Cording und Steve schlossen sich dem Strom der Menschen an, der umso stärker wurde, je näher sie dem Nationalstadion kamen. Steve stieg auf das Tribünendach, um das Spektakel von oben zu filmen. Viel Zeit blieb nicht, im Osten kündigte sich bereits die Dämmerung an. Sobald die Sonne die schneebedeckten Gipfel erklommen hatte, würde man das Tankha einrollen, die Farben vertrugen kein Sonnenlicht. Cording war gespannt, wie sich die Stimmung wohl gestaltete, wenn der neue König vor die Massen trat. Der Mann, gerade 28 Jahre alt geworden, war ziemlich überraschend zum Druk Gyalpo, zum Drachenkönig, gekrönt worden.
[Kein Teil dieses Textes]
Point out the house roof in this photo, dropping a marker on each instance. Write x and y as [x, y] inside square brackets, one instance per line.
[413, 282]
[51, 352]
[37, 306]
In die Menge kam Bewegung. Cording hatte den Eindruck, als würde sie zu einem einzigen Körper verschmelzen, der sich langsam auf die Zehenspitzen stellte. Wie auf Verabredung wedelten die Menschen plötzlich mit ihren gelb-roten Nationalfähnchen, auf denen sich der weiße Drachen vor Vorfreude nur so schüttelte. Zwei Musikkorps marschierten unter Trommelwirbeln Seite an Seite ins Stadion, auch sie in die Landesfarben gekleidet. Die Musiker nahmen vor der Ehrentribüne Aufstellung und begannen zu spielen, während sich ein offener Jeep den Weg durch das Osttor bahnte. Ein ohrenbetäubender Jubel scholl dem König entgegen, der aufrecht neben dem Fahrer stand und recht angespannt wirkte, wie Cording fand. Er zupfte mehrmals die wollene, knallgelbe, nur dem Herrscher vorbehaltene Stola zurecht, die er sich um die Schulter geworfen hatte. Gelegentlich hielt er sich an der Windschutzscheibe fest, um nicht aus dem Gleichgewicht zu geraten.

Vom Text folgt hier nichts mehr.